Dieser Text ist Teil einer Serie zum Krieg von 1967. Alle Beiträge der Serie findet Ihr hier

Vor dem Krieg im Juni 1967 hatten die Golan-Druseni nie eine große Rolle in den strategischen Überlegungen der damaligen politischen Eliten Israels gespielt. Die Drusen innerhalb der israelischen Grenzen waren zu diesem Zeitpunkt bereits erfolgreich kooptiert und leisteten seit den 1950er Jahren als einzige nicht-jüdische Bevölkerungsgruppe verpflichtend den Wehrdienst ab. Eher interessierte sich die israelische Führung für die Drusen im südsyrischen Jabal al-Druz, die bis heute mit Abstand zahlenmäßig größte drusische Bevölkerung im Nahen Osten – mehr als im Libanon oder Israel insgesamt.ii Von dort war Mitte der 1920er-Jahre eine zweijährige Revolte ausgegangen, die die französische Kolonialmacht an den Rand einer Niederlage in Syrien gebracht hatte. Später waren es neben Alawiten auch besonders drusische Militärs, die die Machtübernahme des militärischen Zweiges der Baath-Partei in Syrien ermöglichten. Aber erst 1966, ein Jahr vor dem Juni-Krieg, versuchten drusische Offiziere aus dem Jabal al-Druz erfolglos, gegen die alawitische Führung zu putschen. Kurzum, die Drusen im Jabal al-Druz waren 1967 durchaus als möglicher Faktor in Teilen der israelischen Regierung, zum Beispiel bei Vizepremier Yigal Allon, präsent.

Mit den Drusen auf den Golanhöhen (korrekt müsste es heißen: den Golanhöhen und dem Hermon) hatten die Israelis vor 1967 nicht viele Berührungspunkte gehabt.
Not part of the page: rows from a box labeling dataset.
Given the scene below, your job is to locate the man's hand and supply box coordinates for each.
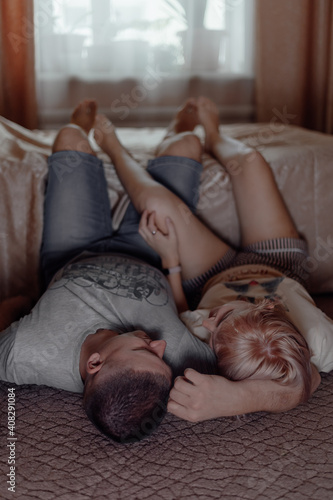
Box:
[168,368,236,422]
[139,210,180,268]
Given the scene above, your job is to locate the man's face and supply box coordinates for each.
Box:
[87,330,172,383]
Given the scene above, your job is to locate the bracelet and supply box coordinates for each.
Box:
[162,266,182,276]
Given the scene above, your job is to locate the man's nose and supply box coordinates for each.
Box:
[149,340,166,359]
[202,316,216,333]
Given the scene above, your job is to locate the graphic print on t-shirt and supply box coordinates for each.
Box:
[224,277,284,304]
[52,257,169,306]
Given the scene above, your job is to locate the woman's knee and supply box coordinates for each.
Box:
[52,127,95,155]
[157,132,202,162]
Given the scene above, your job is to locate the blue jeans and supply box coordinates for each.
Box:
[41,151,202,285]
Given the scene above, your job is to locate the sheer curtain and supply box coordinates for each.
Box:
[35,0,254,126]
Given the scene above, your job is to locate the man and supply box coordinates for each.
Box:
[0,100,216,442]
[91,98,322,421]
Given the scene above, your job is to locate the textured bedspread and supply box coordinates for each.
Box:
[0,373,333,500]
[0,118,333,500]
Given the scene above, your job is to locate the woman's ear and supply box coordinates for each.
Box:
[86,352,103,375]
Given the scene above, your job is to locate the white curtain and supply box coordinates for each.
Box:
[35,0,254,126]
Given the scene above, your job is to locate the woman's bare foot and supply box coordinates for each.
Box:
[167,98,199,137]
[197,96,220,153]
[71,99,97,134]
[94,115,123,156]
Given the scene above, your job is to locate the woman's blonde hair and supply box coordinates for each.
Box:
[214,299,311,401]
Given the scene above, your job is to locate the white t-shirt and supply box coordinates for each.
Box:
[180,265,333,372]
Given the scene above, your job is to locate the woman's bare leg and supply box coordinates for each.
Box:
[95,103,229,279]
[197,97,299,246]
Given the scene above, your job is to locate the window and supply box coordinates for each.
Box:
[35,0,254,127]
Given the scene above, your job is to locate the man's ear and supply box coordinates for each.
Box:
[86,352,103,375]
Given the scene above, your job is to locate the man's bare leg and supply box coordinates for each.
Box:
[52,99,97,156]
[197,97,299,246]
[94,107,229,279]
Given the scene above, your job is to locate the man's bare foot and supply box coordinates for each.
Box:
[71,99,97,134]
[167,98,199,136]
[197,96,220,152]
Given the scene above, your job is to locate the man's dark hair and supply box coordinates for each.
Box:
[83,370,170,443]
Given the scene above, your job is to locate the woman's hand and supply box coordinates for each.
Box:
[139,210,180,268]
[168,368,235,422]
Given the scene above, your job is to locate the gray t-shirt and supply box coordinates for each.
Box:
[0,254,216,392]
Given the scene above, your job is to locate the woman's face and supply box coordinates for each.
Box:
[202,300,255,348]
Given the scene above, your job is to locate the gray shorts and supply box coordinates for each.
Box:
[41,151,202,284]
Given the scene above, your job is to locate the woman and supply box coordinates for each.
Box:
[95,97,320,420]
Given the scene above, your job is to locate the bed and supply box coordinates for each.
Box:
[0,118,333,500]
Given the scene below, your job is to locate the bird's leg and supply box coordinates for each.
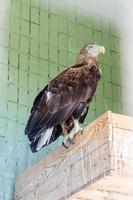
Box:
[61,123,69,149]
[68,118,82,144]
Die relativ kleinen Dörfer in großer Höhe waren eine vernachlässigbare Größe. Außerdem machten die Drusen stets nur einen kleinen Teil der Bevölkerung an der israelisch-syrischen Waffenstillstandslinie aus. Die überwiegende Mehrheit war arabisch-sunnitisch, mit (sunnitisch-)tscherkessischen und turkmenischen, christlichen, alawitischen sowie eben auch drusischen Minderheiten.

1967 änderte sich die Lage grundlegend. Mit dem durch Israel gewonnenen Territorium befanden sich nun fünf überwiegend bis ausschließlich von Drusen bewohnte syrische Dörfer unter israelischer Kontrolle. Die israelische Führung entschied, ähnlich wie 1948 in Israel selbst, die Drusen anders zu behandeln als den Rest der syrischen Bevölkerung. Die israelische Politik ging davon aus, dass die Drusen auf dem Golan eine ähnliche Loyalität dem Staat Israel gegenüber entwickeln würden, wie ihre Glaubensgenossen in Galiläa und auf dem Karmel. Die israelische Armee (IDF = Israeli Defence Forces) erlaubte nur den Bewohnern der drusischen Dörfer (Majdal Shams, Masaada, Buqaataa, ‘Ain Qinya und Shaita) sowie des alawitischen Dorfes Ghajar in ihrer Heimat zu bleiben, die nicht-drusische Mehrheit floh oder wurde vertrieben. Der Narrativ, dass nur die Drusen, aufgrund ihrer traditionellen Verbundenheit mit dem Land auf dem sie leben, in ihren Dörfern geblieben sind, erweist sich im Fall des Golan als unhaltbar. Auch Teile der nicht-drusischen Bevölkerung harrten während der Kriegsereignisse am Golan aus, wurden aber durch die IDF vertrieben.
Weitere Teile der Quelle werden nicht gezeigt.